Alleged King of Spam pleads not guilty

December 3, 2010 (MILWAUKEE)

Oleg Nikolaenko, called the 'King of Spam' by prosecutors, was arraigned Friday morning in Milwaukee for allegedly violating federal laws pertaining to spam emails.

Prosecutors say Nikolaenko ran a network that involved placing malicious code on unsuspecting users' computers and then hijacking the infected machines to blast out billions of e-mails.

From Missouri to Moscow, New Zealand to the Virgin Islands, the Nikoleanko case reads like a Sherlock Holmes adventure. The investigator in this case is an FBI cyber tracker based in Milwaukee and his target was an alleged king-sized spreader of email spam.

Spam may be an annoyance, but clearly at the other end there's money to be made. The FBI says Nikolaenko ran a network so massive that on some days it accounted for a third of the world's email spam.

"Estimates were some computers were sending 15,000 to 100,000 emails and you multiply that by a couple hundred thousand computers around the world - that's a billion emails an hour," said Prof. Steve Jones, Univ. of Il. at Chicago Internet Expert.

Last year a man in Missouri plead guilty to creating spam marketing for Rolex watches. He said he contracted with spammers -- paying them more than $2 million. His enterprise - called Affking - was then traced to a middleman in Australia and New Zealand who led agents to a malware network called Mega D in Russia, the largest cyber tracking network in the world, which accounts for 32-percent of all spam. The man behind Mega D is alleged to be Nikolaenko who was arrested last month while visiting an automotive show in Las Vegas.

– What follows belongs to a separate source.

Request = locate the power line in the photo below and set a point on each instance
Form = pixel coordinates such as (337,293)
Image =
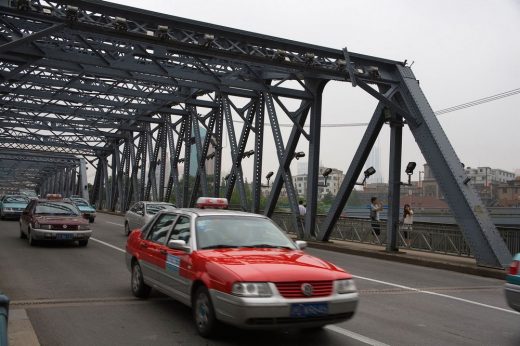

He didn't sit behind his computer and send spam. He's alleged to be responsible for creating a virus program that runs in the background of a computer and sends spam to another computer.

Steve Jones is a communications professor and internet expert who calls the cyber tracking - in this case - quite remarkable.

"It was fascinating to see how the chain developed. It's a global village, and a global police force now," said Jones.

Nikolaenko is held without bond because he's considered a flight risk. His Madison, Wisconsin, attorney - with the help of an interpreter - entered a not guilty plea Friday and promises a vigorous defense.

Proving cyber crime can be a challenge. Did Nikolaenko write the virus? Did he engineer its spread? Are there other hands involved? Many questions remain unanswered.